Passados dois meses do governo Dilma, já é possível uma primeira avaliação, evidentemente preliminar, da nova presidente e de suas medidas. Uma primeira constatação se impõe: ela age com luz própria, abandonando discretamente, mas seguramente, o papel de criatura que lhe estava reservado. As suas diferenças em relação ao governo anterior são visíveis e podem ser classificadas em dois grandes grupos, um de estilo e forma, outro de conteúdo propriamente dito.
No que diz respeito ao primeiro, convém ressaltar as suas raras aparições púbicas, dedicando-se à gestão, o que é certamente a primeira função de um governante. Não mais temos as aparições cotidianas do ex-presidente Lula, que confundia a arte de governar com um palanque eleitoral constante. Esse traço se acentuou nos últimos anos e semanas de seu mandato, como se a ansiedade de ter de deixar o poder lhe atingisse ainda mais. Muitas de suas declarações eram incoerentes e contraditórias. Agora, a mudança de estilo é total, pois a presidente Dilma pesa suas aparições públicas e transmite mensagens por seus assessores e ministros, resguardando a sua própria imagem. Evita conflitos e não traz as brigas para si.
Entende que sua tarefa básica - a de ser a administração - passa por despachos e controle dos ministros, equacionando outro grande problema, o de ministros que agiam em seus domínios próprios como se fossem senhores feudais. Observa-se que os novos (e velhos) ministros agem diferentemente, evitando declarações que destoem do que consideram as concepções da presidente. Na ausência delas, a cautela passou a ser uma virtude.
No que diz respeito ao segundo grupo, há mudanças de conteúdo em curso, embora a nova presidente aja com prudência, para não descontentar o seu mentor. É bem verdade que a mudança de estilo pode ser uma simples mudança de forma, mas ela pode sinalizar também para questões substanciais. Citaria duas que merecem atenção: relações exteriores e ajuste fiscal.

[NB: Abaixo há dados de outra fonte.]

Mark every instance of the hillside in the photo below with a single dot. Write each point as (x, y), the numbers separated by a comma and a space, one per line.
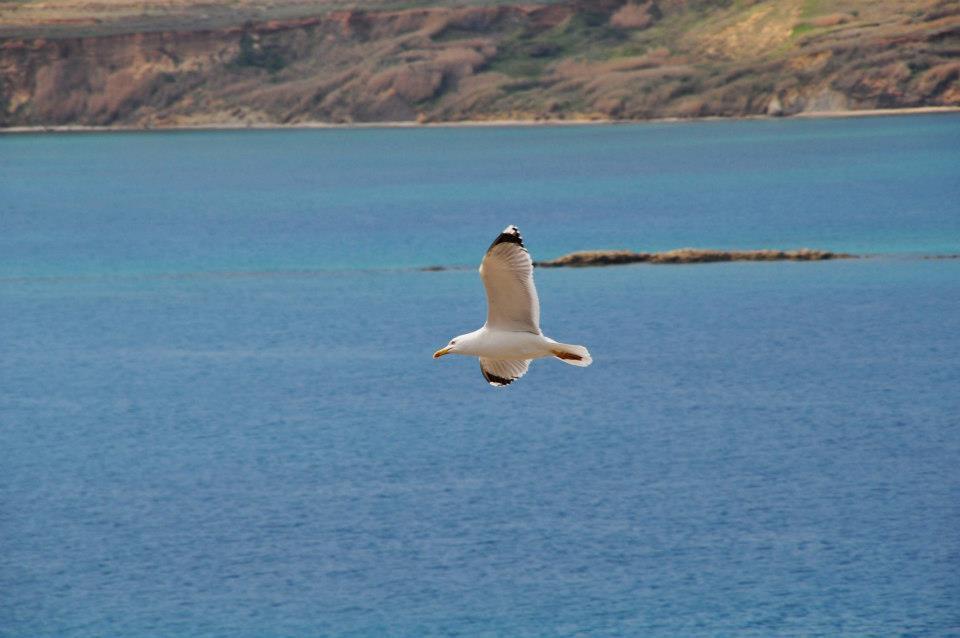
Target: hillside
(117, 62)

Um dos pontos mais criticados, para não dizer mais detestáveis, do governo anterior foi a conivência com as piores ditaduras do planeta, num desprezo manifesto para com a questão dos direitos humanos. As brincadeiras de péssimo gosto com opositores cubanos e iranianos, alguns à beira da morte, foram o ápice de um processo que em muito contribuiu para macular a imagem externa do País. Hoje, ironicamente, os "amigos" e "irmãos" do presidente Lula estão caindo num salutar efeito dominó nos países árabes e muçulmanos, com seus povos se insurgindo contra seus respectivos tiranos, alguns sanguinários do pior tipo, como Kadafi na Líbia. Quem criticava era porque não entendia nada da política externa brasileira. Os resultados estão à vista, basta perguntar aos povos árabes. Felizmente, a nova presidente não está sendo vítima do oportunismo, pois se levantou contra o apedrejamento das mulheres no Irã, sinalizando concretamente, antes dos levantes árabes, que haveria uma inflexão da política externa brasileira em matéria de direitos humanos.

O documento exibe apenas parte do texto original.